Forderung nach Wiedereröffnung der Impfzentren

Aktuelle Stunde 31.10.2021 33:04 Min. UT Verfügbar bis 31.10.2022 WDR Von Dorothea Schluttig

Steigende Corona-Zahlen: Impfzentren reaktivieren, ja oder nein?

Stand: 01.11.2021, 17:53 Uhr

Die Corona-Zahlen steigen - ist das ein Grund, die Impfzentren zu reaktivieren? "Ja" sagen Bundesgesundheitsminister Jens Spahn (CDU) und die Bundesärztekammer. "Nein" sagen einige Länder, darunter NRW.

Die steigenden Corona-Zahlen lösen vielfach Sorgen aus. Möglichst schnell sollen möglichst viele Auffrischungsimpfungen gegen schwere Covid-19-Erkrankungen bekommen. Bundesgesundheitsminister Jens Spahn (CDU) will dafür die Impfzentren wieder eröffnen, wie er der "Rheinischen Post" sagte.

Ärztepräsident Klaus Reinhardt stellte sich hinter den Vorstoß. Aus den Bundesländern kam aber auch Widerstand - unter anderem, weil das Interesse an den Impfungen stark abgenommen hat.
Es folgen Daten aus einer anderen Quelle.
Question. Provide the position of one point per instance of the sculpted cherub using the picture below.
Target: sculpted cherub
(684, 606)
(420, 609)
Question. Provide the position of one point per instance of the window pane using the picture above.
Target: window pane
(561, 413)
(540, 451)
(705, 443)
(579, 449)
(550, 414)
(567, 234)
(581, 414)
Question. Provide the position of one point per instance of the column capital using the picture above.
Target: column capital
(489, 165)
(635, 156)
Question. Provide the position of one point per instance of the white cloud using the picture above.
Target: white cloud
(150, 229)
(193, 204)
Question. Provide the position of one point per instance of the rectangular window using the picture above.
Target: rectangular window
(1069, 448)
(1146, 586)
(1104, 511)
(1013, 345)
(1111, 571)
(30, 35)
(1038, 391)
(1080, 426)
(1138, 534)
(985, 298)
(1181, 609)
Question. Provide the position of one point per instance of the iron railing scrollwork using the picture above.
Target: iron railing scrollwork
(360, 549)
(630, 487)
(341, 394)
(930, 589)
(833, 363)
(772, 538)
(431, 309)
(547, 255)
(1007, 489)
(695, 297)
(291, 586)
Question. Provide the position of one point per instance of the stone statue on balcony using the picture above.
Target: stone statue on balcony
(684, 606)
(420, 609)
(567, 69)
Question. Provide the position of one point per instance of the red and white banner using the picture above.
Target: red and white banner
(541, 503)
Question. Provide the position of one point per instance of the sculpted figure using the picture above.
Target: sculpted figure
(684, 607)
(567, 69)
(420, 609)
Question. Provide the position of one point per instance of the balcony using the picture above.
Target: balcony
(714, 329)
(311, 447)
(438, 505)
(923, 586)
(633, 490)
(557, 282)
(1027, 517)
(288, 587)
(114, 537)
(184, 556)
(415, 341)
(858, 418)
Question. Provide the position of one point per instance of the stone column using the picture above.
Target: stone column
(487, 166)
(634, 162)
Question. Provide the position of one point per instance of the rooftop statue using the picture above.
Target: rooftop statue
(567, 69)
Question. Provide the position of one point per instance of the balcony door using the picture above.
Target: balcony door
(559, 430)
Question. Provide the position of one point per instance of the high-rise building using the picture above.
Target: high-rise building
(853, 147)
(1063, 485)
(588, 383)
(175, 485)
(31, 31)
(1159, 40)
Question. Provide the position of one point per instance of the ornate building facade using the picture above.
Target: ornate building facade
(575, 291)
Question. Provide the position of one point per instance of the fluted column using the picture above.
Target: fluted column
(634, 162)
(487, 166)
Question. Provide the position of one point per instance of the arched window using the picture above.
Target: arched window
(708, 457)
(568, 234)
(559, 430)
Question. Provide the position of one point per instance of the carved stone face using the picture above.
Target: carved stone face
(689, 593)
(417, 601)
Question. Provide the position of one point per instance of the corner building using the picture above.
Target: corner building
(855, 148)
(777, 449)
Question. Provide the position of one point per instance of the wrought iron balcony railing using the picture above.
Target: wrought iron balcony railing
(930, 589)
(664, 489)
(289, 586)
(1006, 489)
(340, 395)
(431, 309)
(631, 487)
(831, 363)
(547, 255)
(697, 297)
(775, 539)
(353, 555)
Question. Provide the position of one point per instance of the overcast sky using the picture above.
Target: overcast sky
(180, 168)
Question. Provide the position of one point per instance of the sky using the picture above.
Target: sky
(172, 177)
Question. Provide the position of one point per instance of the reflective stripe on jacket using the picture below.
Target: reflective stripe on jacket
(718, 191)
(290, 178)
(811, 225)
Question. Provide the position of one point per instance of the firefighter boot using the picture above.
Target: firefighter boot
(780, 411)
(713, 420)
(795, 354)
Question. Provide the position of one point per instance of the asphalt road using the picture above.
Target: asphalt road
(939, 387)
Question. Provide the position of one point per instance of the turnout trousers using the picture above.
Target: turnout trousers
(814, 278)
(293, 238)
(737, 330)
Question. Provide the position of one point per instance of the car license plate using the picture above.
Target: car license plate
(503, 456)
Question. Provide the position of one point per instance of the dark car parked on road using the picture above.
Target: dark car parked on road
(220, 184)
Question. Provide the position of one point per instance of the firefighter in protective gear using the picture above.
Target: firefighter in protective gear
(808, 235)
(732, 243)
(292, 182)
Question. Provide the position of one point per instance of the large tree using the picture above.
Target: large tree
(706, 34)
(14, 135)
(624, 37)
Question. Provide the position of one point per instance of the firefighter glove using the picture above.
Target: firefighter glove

Konferenz der Gesundheitsminister Ende der Woche in Lindau

Ende der Woche kommen die Ressortchefs und -chefinnen der Länder und Spahn erneut zu einer Konferenz in Lindau zusammen. Dort soll es laut Spahns Ministerium um das Offenhalten der Impfzentren sowie das Einladungsmanagement für die sogenannten Booster-Impfungen gehen.

Spahn riet dazu, in einem ersten Schritt alle Über-60-Jährigen schriftlich zu einer Auffrischungsimpfung einzuladen. "Das hat bei den Erstimpfungen auch gut geklappt", sagte er.

Impfzentren verloren zuletzt an Bedeutung

Ärztepräsident Reinhardt sagte im "Morgenmagazin" des ZDF, es sei "gut und richtig", die Impfzentren zu reaktivieren, um dort entsprechend der Altersgruppen die Booster-Impfungen geregelt vorzunehmen. "Das ist ein Baustein, um die Pandemie weiter zu bekämpfen", fügte er hinzu.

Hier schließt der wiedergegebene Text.